Hopkins is still married to Jennifer, his wife of 26 years, but she lives in England and they spend most of the year apart. "She's given up," he says. "She just says, 'Well, that's the way you are.'" He pauses, thinking. "I sometimes wonder if things will change," he says. "I don't know." Over the years, there have been reports of various extramarital romances. In 1993, Hopkins had a brief affair with a woman he met at AA, and while in Rome last year he was seen in the company of a blonde woman whom he later admitted was his "new lady." But for the most part, he seems less interested in playing the field than in keeping the field entirely empty. Of his Rome companion, he breezily told reporters, "I don't think I will be with [her] for a long period of time. [I] prefer my own company.

And how, then, does he fill his hours? How does he occupy himself all alone at night in his Palisades aerie? "Well, this evening," he tells me, "if I get home early enough, I'll sit out on my sundeck. I'll look at the flowers. Then I read and I watch a bit of television. I get to bed about 10:00. In the morning, I feed the birds." Lately, he adds, he has been trying to improve his memory by learning chunks of poetry by heart. His preference--not altogether surprisingly--is for the gloomy moderns. He starts to recite the W.H. Auden poem "As I Walked Out One Evening," a ballad that begins happily with a lover declaring that his love will last until "salmon sing in the street," and then takes an abrupt turn for the miserable. He stops suddenly. "Do you know 'Prufrock?'" he asks. "I love Eliot. And do you know what my favorite lines are? 'I have seen the moment of my greatness flicker,/and have seen the eternal Footman hold my coat, and snicker,/And in short I was afraid.'" He claps his hands. "That's it! That's it! That sums it all up: the desolation, the utter futility of it all. These poems, they warm me.

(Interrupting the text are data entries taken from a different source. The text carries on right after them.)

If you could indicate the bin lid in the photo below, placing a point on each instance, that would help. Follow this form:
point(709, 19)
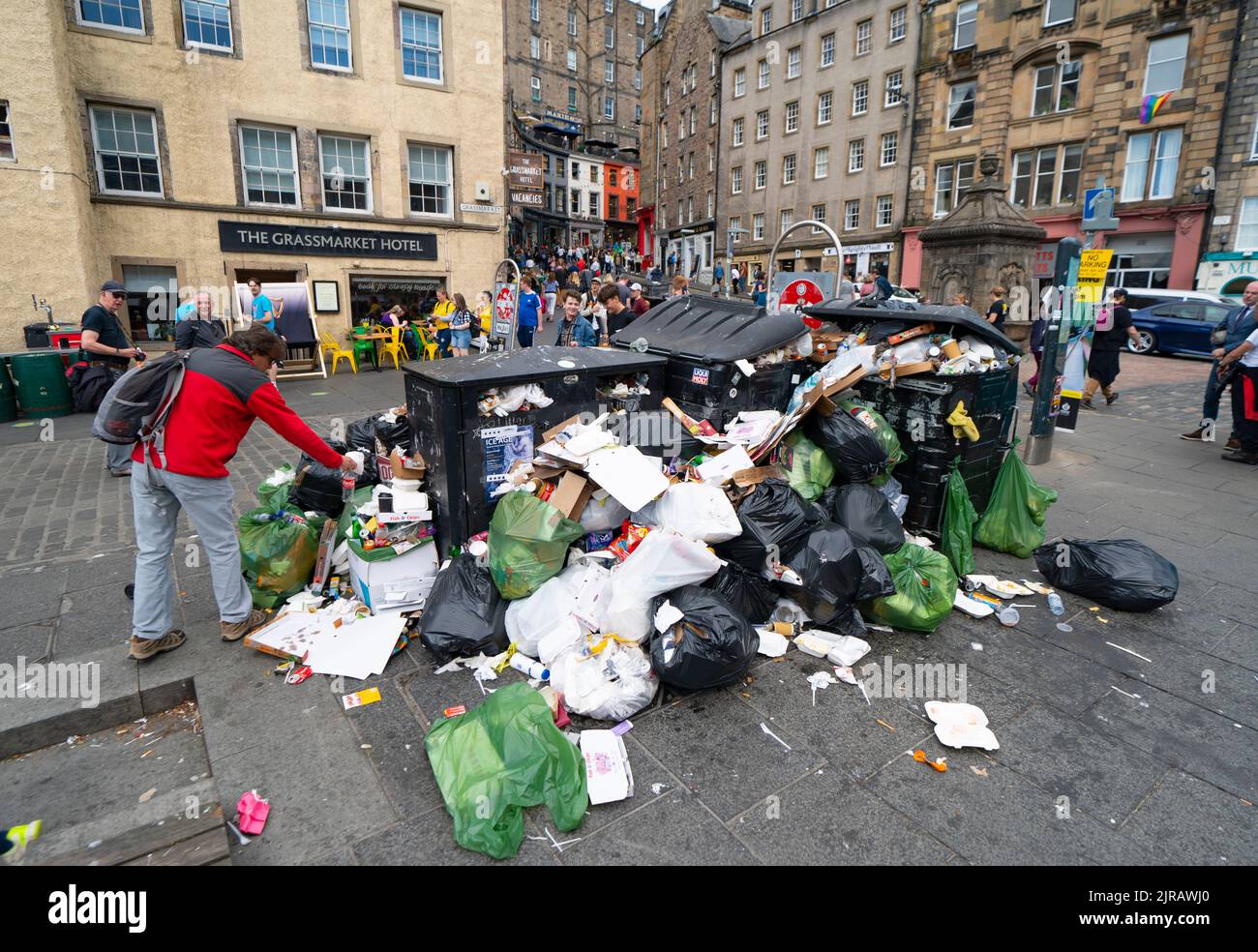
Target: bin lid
point(529, 364)
point(712, 330)
point(967, 319)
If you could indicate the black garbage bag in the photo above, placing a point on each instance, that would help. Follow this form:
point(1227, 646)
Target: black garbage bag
point(837, 573)
point(749, 591)
point(1116, 573)
point(866, 513)
point(318, 488)
point(711, 646)
point(464, 615)
point(852, 447)
point(774, 515)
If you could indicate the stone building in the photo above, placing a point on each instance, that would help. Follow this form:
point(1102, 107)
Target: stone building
point(680, 129)
point(1060, 91)
point(816, 122)
point(175, 146)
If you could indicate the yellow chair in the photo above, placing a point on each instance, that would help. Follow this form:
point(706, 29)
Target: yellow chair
point(328, 344)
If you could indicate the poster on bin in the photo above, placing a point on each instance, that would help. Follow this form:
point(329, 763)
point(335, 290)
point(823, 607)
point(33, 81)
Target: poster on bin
point(504, 447)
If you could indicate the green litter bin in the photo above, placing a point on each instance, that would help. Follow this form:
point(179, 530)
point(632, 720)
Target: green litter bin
point(39, 381)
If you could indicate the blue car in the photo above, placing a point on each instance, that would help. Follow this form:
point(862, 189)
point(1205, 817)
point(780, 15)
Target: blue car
point(1178, 327)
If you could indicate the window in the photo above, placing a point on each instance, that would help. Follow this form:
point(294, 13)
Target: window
point(793, 63)
point(894, 95)
point(860, 97)
point(960, 104)
point(330, 34)
point(1246, 227)
point(269, 163)
point(889, 149)
point(125, 15)
point(1058, 12)
point(952, 180)
point(422, 46)
point(967, 24)
point(126, 151)
point(884, 208)
point(344, 164)
point(208, 23)
point(1164, 72)
point(864, 37)
point(431, 180)
point(898, 28)
point(1164, 155)
point(852, 214)
point(7, 154)
point(855, 155)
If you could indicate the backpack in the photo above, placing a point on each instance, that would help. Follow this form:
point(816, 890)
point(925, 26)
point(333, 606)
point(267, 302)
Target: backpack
point(138, 403)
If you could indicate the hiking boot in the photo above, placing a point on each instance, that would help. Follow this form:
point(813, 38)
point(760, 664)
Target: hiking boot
point(145, 648)
point(235, 630)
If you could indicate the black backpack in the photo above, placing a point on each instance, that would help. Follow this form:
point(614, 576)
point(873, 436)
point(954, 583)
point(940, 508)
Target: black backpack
point(138, 403)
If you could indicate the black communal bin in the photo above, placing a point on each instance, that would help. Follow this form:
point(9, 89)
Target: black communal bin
point(464, 451)
point(703, 338)
point(918, 407)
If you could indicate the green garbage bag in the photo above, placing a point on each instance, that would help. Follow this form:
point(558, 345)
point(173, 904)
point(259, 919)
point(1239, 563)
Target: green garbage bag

We finish lunch, and Hopkins goes off to makeup to prepare for his final afternoon of shooting. Later, when I pop in to his trailer to say goodbye, he has wildman hair extensions and looks like a slightly frazzled Santa Claus. Some rather gruesome elevator music is coming from the CD player. A stomach-crunching device and a pair of dumbbells sit in the corner. (Hopkins is very proud of having a "strong build.") We chat for a bit about boxing--"the only sport I care about," he says and what it was like to meet the queen when he received his knighthood in 1993: "She said to me, 'Are you busy?'" he recalls. "I said,'What, now?' and she said, 'No, generally.'" Before him on the table is the screenplay for Titus Andronicus. He has been doodling on it with felt-tips. I point out one particularly elaborate sketch, a lush sunset over a terra-cotta butte. "Ha, yes," he says. "Sunsets! Lost hills. I love sunsets. love this look. When I was driving across Montana--oh, the landscape was so heartbreaking. Those huge skies...." He pauses, studying his picture. "I always like to draw sunsets," he says. "And then"--he picks up a felt-tip and carefully puts a black speck on the horizon--"I usually add one lone seagull."